When HK$5 billion is not enough: Hong Kong transitional housing plan ‘more expensive than initially thought’
- Half of the money set aside for the scheme already allocated towards building just a quarter of the projected units
- One expert has called on the government to look for bigger plots to develop in hopes of capitalising on economies of scale
A HK$5 billion (US$645.1 million) sum earmarked for transitional housing in Hong Kong – the world’s most expensive property market – is not stretching as far as anticipated, with half the money already allocated towards building just a quarter of the homes planned.
The temporary flats, built with modular units pre-assembled on the mainland, have turned out to be more expensive to set up than initially thought, according to a surveyor.
A committee responsible for assessing funding applications for transitional housing projects on Thursday approved a second round of backing, which covers two projects in the New Territories.
In all, the committee has set aside HK$2.23 billion for five projects totalling 4,076 flats – just over a quarter of the target of 15,000 flats originally envisioned under the funding scheme.
The plan, announced early last year, is a government initiative to help low-income groups who live in poor conditions, such as subdivided flats, and who have not been able to move to public rental housing. The average waiting time for public housing in Hong Kong is 5½ years, with more than 155,000 applicants on the waiting list.
In a bid to ease the shortage, Chief Executive Carrie Lam Cheng Yuet-ngor more than doubled the budget for transitional housing from HK$2 billion to HK$5 billion in her policy address last October.

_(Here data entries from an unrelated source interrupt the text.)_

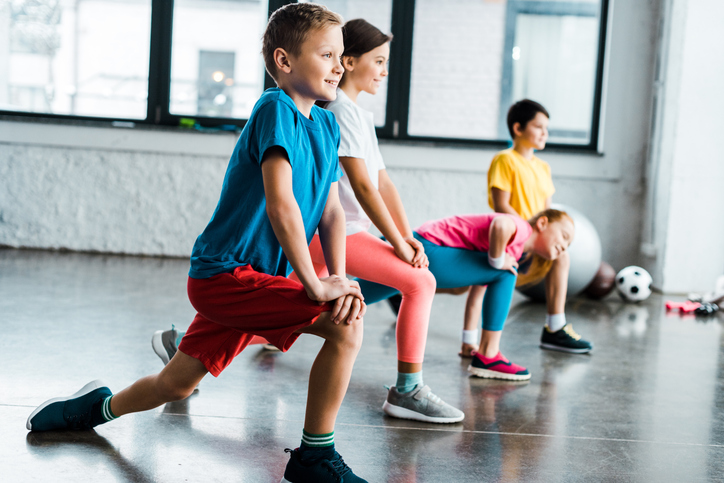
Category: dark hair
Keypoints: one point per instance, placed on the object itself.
(523, 112)
(290, 25)
(360, 37)
(539, 266)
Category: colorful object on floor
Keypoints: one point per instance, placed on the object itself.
(497, 367)
(584, 253)
(706, 309)
(633, 284)
(603, 282)
(683, 307)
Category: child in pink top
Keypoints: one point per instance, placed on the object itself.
(486, 250)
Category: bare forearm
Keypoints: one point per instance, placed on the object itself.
(392, 200)
(501, 230)
(286, 220)
(333, 237)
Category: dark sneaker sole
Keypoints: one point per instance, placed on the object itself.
(559, 348)
(404, 413)
(488, 374)
(90, 387)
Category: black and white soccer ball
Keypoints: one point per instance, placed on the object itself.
(633, 284)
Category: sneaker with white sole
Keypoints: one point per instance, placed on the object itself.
(164, 344)
(420, 404)
(72, 412)
(497, 367)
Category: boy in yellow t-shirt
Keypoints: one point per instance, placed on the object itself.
(520, 183)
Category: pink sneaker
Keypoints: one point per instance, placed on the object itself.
(497, 367)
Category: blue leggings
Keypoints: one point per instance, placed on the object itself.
(458, 267)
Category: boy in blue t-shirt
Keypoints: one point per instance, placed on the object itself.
(280, 186)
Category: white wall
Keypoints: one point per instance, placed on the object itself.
(687, 167)
(151, 192)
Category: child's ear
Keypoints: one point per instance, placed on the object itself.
(517, 129)
(282, 61)
(348, 62)
(542, 223)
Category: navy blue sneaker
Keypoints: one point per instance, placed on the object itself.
(72, 412)
(564, 340)
(318, 471)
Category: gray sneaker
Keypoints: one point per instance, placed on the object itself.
(420, 404)
(164, 344)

The transitional homes are built on vacant property or idle land leased by the government or private developers for only a few years.

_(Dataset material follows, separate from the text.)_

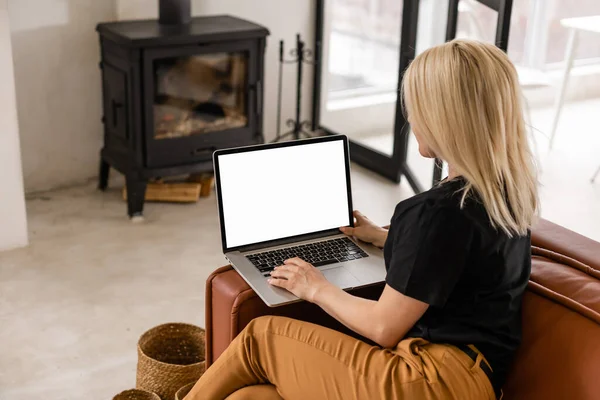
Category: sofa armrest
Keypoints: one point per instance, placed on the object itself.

So far, the government has identified enough sites to build 12,700 flats – still 2,300 short of its goal.
One of the projects that got the green light on Thursday was a development at Tung Tau, in Yuen Long by Hong Kong Sheng Kung Hui Welfare on land leased by Sun Hung Kai. It was granted HK$990 million, and is expected to provide about 1,800 flats.
The other project, in Tsuen Wan by Yan Chai Hospital, got HK$64.9 million, and is expected to provide about 124 units.
Vincent Ho Kui-yip, a former president of the Institute of Surveyors who has worked on two transitional housing projects, said the HK$5 billion budget would not be enough to deliver the target number of flats.
As one modular unit normally costs HK$500,000 to build, the sum would only cover 10,000 homes, he said.
“Transitional homes are more expensive to build than we initially thought,” he said. “The government should find larger sites so as to enjoy the economy of scale, so some costs can be spread out over a larger number of flats in a project.”
The costs lie in levelling the land and connecting the sites to water, electricity and roads, as well as the transport of the prefabricated units – each of them about 20 square metres in size – across the border from the mainland.
The coronavirus pandemic had only added delays and complicated matters further, Ho added.